Rashi Writing
Until the mid-20th century, the use of Hebrew script in general, and Rashi in particular, was considered an integral part of Ladino (Judeo-Spanish). The Hebrew Rashi script (Rashi Script, כתב רש "י), also known as Sephardic script when handwritten, was developed by Sephardic Jews in Spain and the Arab countries. It owes its name to the acronym of the name of the rabbi and leading commentator on the Talmud, Ravi Solomon Ben Isaac (Troyes of France, 1040-1105).
It was an adaptation of the four-letter script, with variations from the Bible script. Its use was widespread. It was used in typography, in printed and interpretive texts, and in commentaries on the Torah and Talmud to distinguish it from the original text.
It flourished in Europe during the late Middle Ages and experienced a revival with the development of Hebrew printing in the 15th and 16th centuries. It was widely used in Hebrew publications in Italy, Spain and the Ottoman Empire, making it a basic writing system for commentaries on religious texts.
Rashi is not just an ancient writing system, but an important vehicle of Jewish literary and religious tradition.

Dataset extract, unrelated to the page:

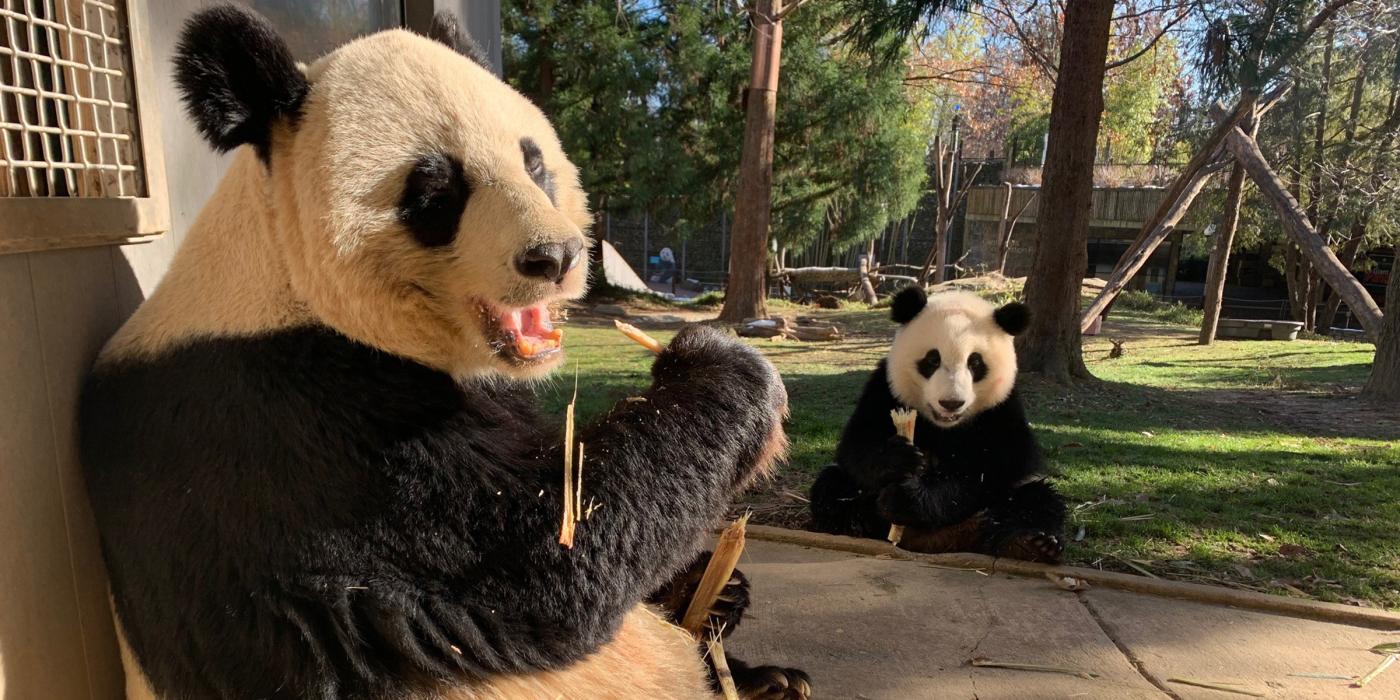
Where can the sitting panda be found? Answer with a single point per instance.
(312, 452)
(970, 480)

Indicative of the value of this particular script is the opinion of Samuel Saadi Levy, a Ladino journalist in Thessaloniki (1904), that "The day that a single word of Judeo-Spanish is printed in a script other than Rashi or so-called square Hebrew, on that day our language will be dead and buried."
The Rashi writing system remains a valuable tool for the study of classical Hebrew texts and a symbol of the rabbinic hermeneutical tradition.